Perkembangan otak janin dan aborsi: perspektif ilmu saraf



Bayangkan Anda, pembaca yang budiman, mengetahui bahwa seorang teman, sister, bibi, atau kenalan baru saja hamil.

Dia tidak tahu harus berbuat apa, karena dia baru berusia 16 tahun; pacarnya telah meninggalkannya, dia putus asa dan berpikir untuk mengakhiri kehamilannya. Nasihat apa yang akan Anda berikan padanya? Untuk menggugurkan atau tidak menggugurkan? Jika dia menggugurkan, apakah dia akan masuk neraka? Apakah produknya sudah menjadi manusia, apakah sudah berjiwa?

Aborsi dari prisma ilmu saraf

Untuk memahami aborsi, ilmu saraf, dan, khususnya, neuroetika, telah mulai menyelidiki dan mengungkap rahasia otak manusia.

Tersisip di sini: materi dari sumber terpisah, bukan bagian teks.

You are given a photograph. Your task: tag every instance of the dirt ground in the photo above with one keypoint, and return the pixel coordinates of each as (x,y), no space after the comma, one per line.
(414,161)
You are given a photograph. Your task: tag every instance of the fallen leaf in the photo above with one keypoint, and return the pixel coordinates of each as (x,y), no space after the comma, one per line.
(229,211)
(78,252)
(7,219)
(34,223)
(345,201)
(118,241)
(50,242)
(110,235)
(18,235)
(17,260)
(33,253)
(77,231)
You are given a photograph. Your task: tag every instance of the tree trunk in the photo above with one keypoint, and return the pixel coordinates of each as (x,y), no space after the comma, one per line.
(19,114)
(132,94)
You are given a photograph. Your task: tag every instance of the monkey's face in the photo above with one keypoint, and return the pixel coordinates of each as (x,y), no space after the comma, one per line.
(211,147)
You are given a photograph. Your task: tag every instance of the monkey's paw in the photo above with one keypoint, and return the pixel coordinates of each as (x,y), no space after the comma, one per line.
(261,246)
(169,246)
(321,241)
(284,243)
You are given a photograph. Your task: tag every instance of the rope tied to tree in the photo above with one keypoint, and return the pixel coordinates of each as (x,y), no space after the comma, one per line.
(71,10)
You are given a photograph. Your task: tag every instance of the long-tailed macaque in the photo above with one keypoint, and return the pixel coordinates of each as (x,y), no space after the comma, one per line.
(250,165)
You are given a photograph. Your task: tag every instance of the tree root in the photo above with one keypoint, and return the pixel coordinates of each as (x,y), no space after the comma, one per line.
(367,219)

Beberapa penelitian menemukan beberapa fakta menarik mengenai perkembangan otak dan bagaimana kaitannya dengan keputusan untuk menggugurkan kandungan atau tidak.

Harus diklarifikasi bahwa ini bukan dokumen yang mendukung atau menentang aborsi atau konsepsi, itu hanya akan menyajikan argumen paling kuat mengenai perkembangan otak oleh ahli saraf terkemuka.

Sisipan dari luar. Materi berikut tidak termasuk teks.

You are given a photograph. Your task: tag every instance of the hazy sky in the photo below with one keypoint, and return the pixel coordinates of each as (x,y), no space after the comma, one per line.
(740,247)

Perkembangan otak pada janin: bagaimana hal itu terjadi?

Minggu ketiga setelah pembuahan: fondasi neurologis pertama

Saya akan mulai dengan mengatakan bahwa perkembangan otak, menurut Pinel (2011) dimulai kira-kira tiga minggu setelah pembuahan, ketika jaringan yang ditakdirkan untuk membentuk sistem saraf manusia dapat dikenali dalam bentuk lempeng saraf; tetapi tidak sampai minggu keempat setelah tiga benjolan muncul, tanda-tanda pertama dari otak muncul.

Setelah itu, aktivitas listrik otak tidak dimulai sampai akhir minggu ke 5 dan 6, yaitu antara 40 dan 43 hari kehamilan. Namun, itu bukan aktivitas yang konsisten; itu bahkan tidak koheren seperti sistem saraf udang.

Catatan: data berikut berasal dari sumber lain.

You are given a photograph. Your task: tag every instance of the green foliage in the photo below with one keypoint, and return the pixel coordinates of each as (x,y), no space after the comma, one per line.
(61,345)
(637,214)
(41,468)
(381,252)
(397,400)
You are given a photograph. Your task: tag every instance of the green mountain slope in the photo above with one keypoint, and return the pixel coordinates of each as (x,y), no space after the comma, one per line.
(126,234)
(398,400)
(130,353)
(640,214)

Minggu 8, neuron muncul dan menyebar ke seluruh otak

Meskipun demikian, bagi Gazzaniga (2015), antara minggu ke-8 dan ke-10 perkembangan otak yang sebenarnya dimulai. Neuron berkembang biak dan memulai migrasi ke seluruh otak. Komisura anterior juga berkembang, yang merupakan sambungan interhemisfer pertama (sambungan kecil). Selama periode ini, refleks muncul untuk pertama kalinya.

Kutub temporal dan frontal otak berkembang antara minggu 12 dan 16. Permukaan korteks tampak datar selama bulan ketiga, tetapi alur-alur muncul pada akhir bulan keempat. Lobus otak itu sendiri muncul, dan neuron terus berkembang biak melalui korteks (Gazzaniga, 2015).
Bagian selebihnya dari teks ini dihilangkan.